Namun Tepi Barat – perbatasannya yang dibentuk oleh garis gencatan senjata pada perang 1948-1949 yang membentuk Israel – lebih berharga daripada Gaza. Dataran tinggi tersebut membentang hingga ke wilayah Israel hingga meninggalkan Israel selebar beberapa mil (kilometer) pada titik tersempitnya, mengelilingi Yerusalem di tiga sisinya dan penuh dengan situs-situs alkitabiah. Terlebih lagi, penarikan diri dari Gaza tidak membawa perdamaian di perbatasan tersebut. Pada tahun 2007, militan Islam dari Hamas mengambil alih kekuasaan di sana, dan sejak itu Israel menghadapi serangan roket secara berkala dan terlibat dalam dua perang kecil dengan Hamas.

Namun gagasan penarikan diri secara sepihak tetap ada: Tetapkan perbatasan yang kemungkinan akan menggabungkan sebagian tanah Tepi Barat ke dalam wilayah Israel dan mencakup beberapa pemukiman, kemudian membubarkan sisanya, tanpa menunggu persetujuan atau kompensasi dari Palestina.

“Israel harus mengambil tindakan sendiri (dan) menyatakan perbatasan kami,” kata Michael Oren, mantan duta besar Israel di Washington, minggu ini. Hal ini perlu, katanya, “untuk mempertahankan identitas kita sebagai negara demokratis dan Yahudi.”

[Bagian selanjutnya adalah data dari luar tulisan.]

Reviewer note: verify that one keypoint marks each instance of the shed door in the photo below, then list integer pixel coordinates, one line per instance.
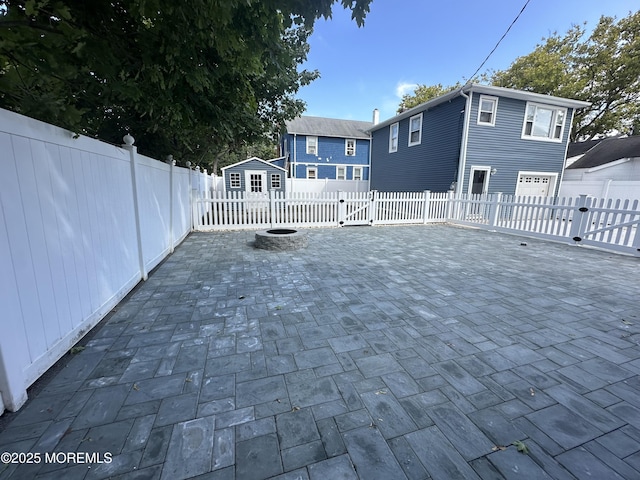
(533, 185)
(256, 181)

Anggota parlemen dari Partai Buruh, Omer Bar Lev, mengatakan Israel harus “mengevakuasi pemukiman dari luar perbatasan tersebut… Biarkan mereka, sejauh yang saya ketahui, mendirikan negara di sana.”

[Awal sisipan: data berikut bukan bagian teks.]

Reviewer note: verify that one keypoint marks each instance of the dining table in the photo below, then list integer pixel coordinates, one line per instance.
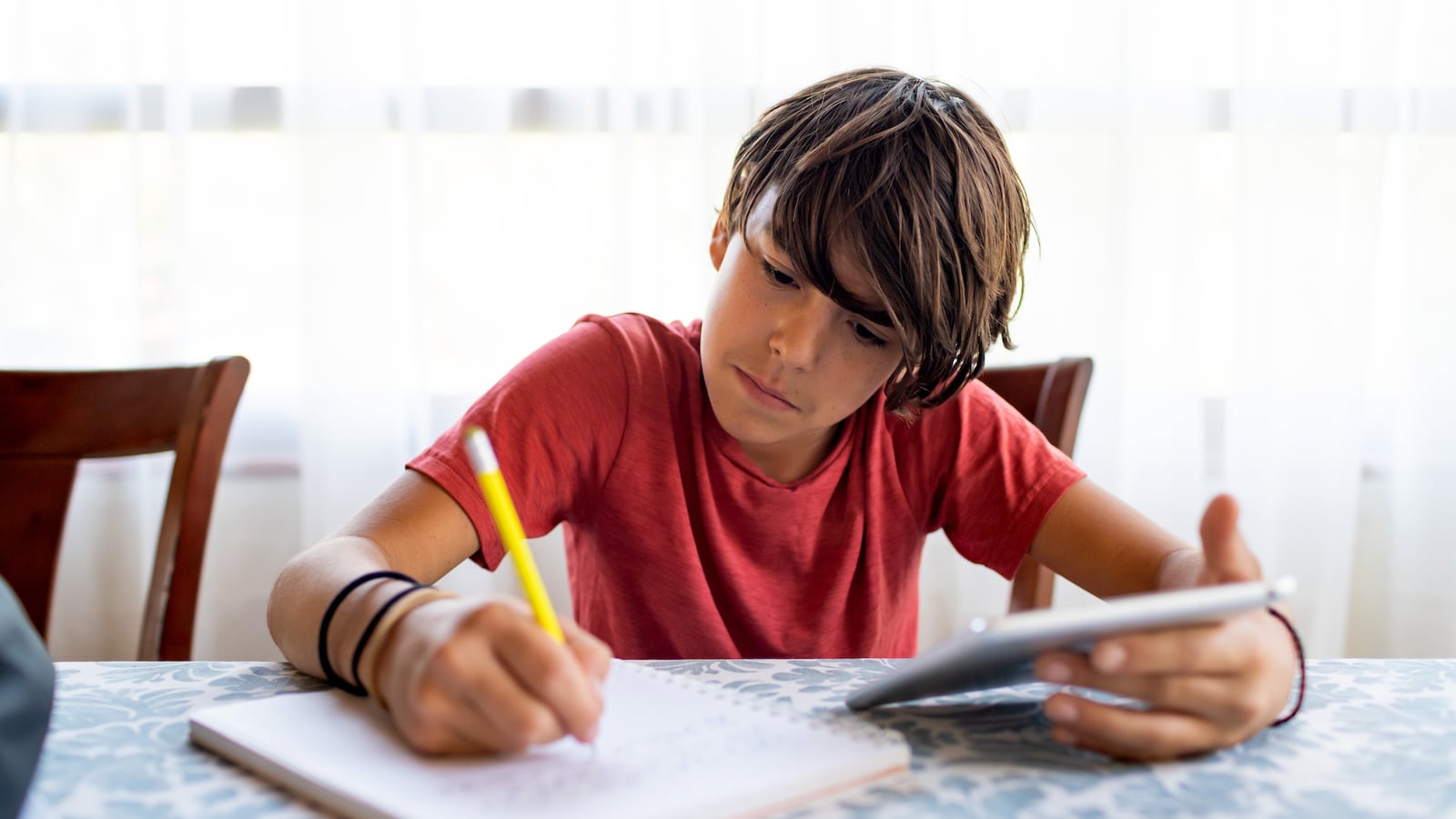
(1375, 738)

Namun bagaimana dengan ancaman roket? Israel mungkin memutuskan untuk mempertahankan tentaranya, bahkan di sisi perbatasan “Palestina”, karena berpikir bahwa pendudukan militer dapat dengan cepat dibatalkan dan akan mengubah persamaan risiko.

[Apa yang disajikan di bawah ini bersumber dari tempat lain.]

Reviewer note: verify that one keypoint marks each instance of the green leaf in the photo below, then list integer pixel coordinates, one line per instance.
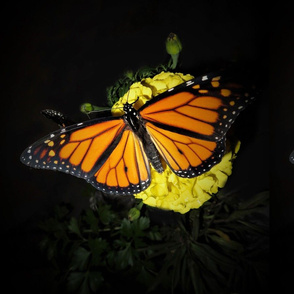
(97, 246)
(144, 223)
(133, 214)
(95, 280)
(126, 228)
(105, 214)
(91, 219)
(74, 281)
(80, 259)
(74, 227)
(125, 257)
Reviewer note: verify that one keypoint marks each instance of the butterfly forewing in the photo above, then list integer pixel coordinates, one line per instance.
(201, 108)
(187, 125)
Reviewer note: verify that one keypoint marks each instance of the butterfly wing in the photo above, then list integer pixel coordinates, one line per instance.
(102, 151)
(186, 155)
(188, 124)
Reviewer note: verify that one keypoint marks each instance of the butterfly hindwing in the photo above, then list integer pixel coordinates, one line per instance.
(77, 149)
(186, 124)
(185, 155)
(126, 170)
(104, 153)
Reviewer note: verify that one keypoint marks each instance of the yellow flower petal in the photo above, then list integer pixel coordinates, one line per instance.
(168, 191)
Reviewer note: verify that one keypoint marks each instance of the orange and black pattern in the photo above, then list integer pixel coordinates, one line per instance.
(186, 124)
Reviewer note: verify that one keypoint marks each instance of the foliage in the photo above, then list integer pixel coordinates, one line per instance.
(219, 248)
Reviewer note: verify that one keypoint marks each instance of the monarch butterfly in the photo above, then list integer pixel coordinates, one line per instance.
(185, 126)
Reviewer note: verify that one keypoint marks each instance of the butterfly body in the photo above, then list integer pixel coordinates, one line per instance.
(184, 126)
(137, 124)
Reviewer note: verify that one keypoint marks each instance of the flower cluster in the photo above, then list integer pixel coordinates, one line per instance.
(167, 190)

Lobi pemukim akan menolak penarikan diri dan menimbulkan keributan yang akan menimbulkan kerusuhan untuk sementara waktu. Sedangkan bagi warga Palestina, mereka sangat menentang penarikan sepihak Israel dari perbatasan – namun mereka akan senang melihat pemukim pergi, dan tidak perlu memberikan imbalan apa pun.

SATU NEGARA?

Jika tidak ada pemisahan, standar logis jangka panjang adalah negara tunggal Israel dan Palestina, dimana keduanya tidak mempunyai hak yang lebih tinggi. Kebanyakan orang Israel menganggap hal ini tidak dapat diterima – namun sejarah mungkin tidak akan menanyakan pandangan Israel.

Berapa lama Israel bisa terus bersikeras bahwa di luar garis 1967 – yang mereka sendiri tidak hormati, mengingat pembangunan pemukiman – harus ada rezim yang berbeda dari yang ada di Israel, dimana warga Palestina tidak mendapatkan hak demokratis penuh, berbeda dengan saudara-saudara mereka yang berada di dalam perbatasan resmi negara tersebut. .

Bahkan banyak warga Israel kini memandang pembentukan satu negara demokratis sebagai hal yang tak terelakkan. Beberapa dari mereka adalah kaum kiri yang selalu tidak menyukai nasionalisme yang melekat dalam pendirian negara Yahudi; ada pula yang tidak bisa meninggalkan negaranya, sering kali karena alasan agama; dan kemudian ada orang lain yang putus asa mencari jalan keluar.

Abbas menyinggung hal ini dalam pertemuan baru-baru ini dengan anggota parlemen Israel, dan mengancam akan menyerahkan “kunci” kepada pemerintah Otoritas Palestina, membebani Israel dengan kendali langsung atas jutaan warga Palestina, dan membiarkannya mengurus dirinya sendiri.

“Satu-satunya solusi realistis adalah dua negara bagian atau satu negara bagian,” kata Tirawi. “Jika Israel terus melakukan pembangunan di negara kita, Otoritas Palestina akan runtuh dan kita akan berakhir dengan satu negara untuk dua bangsa. Dan saya pikir hal itu menjadi lebih realistis.”

___

Penulis Associated Press Mohammed Daraghmeh di Ramallah, Tepi Barat, berkontribusi pada laporan ini.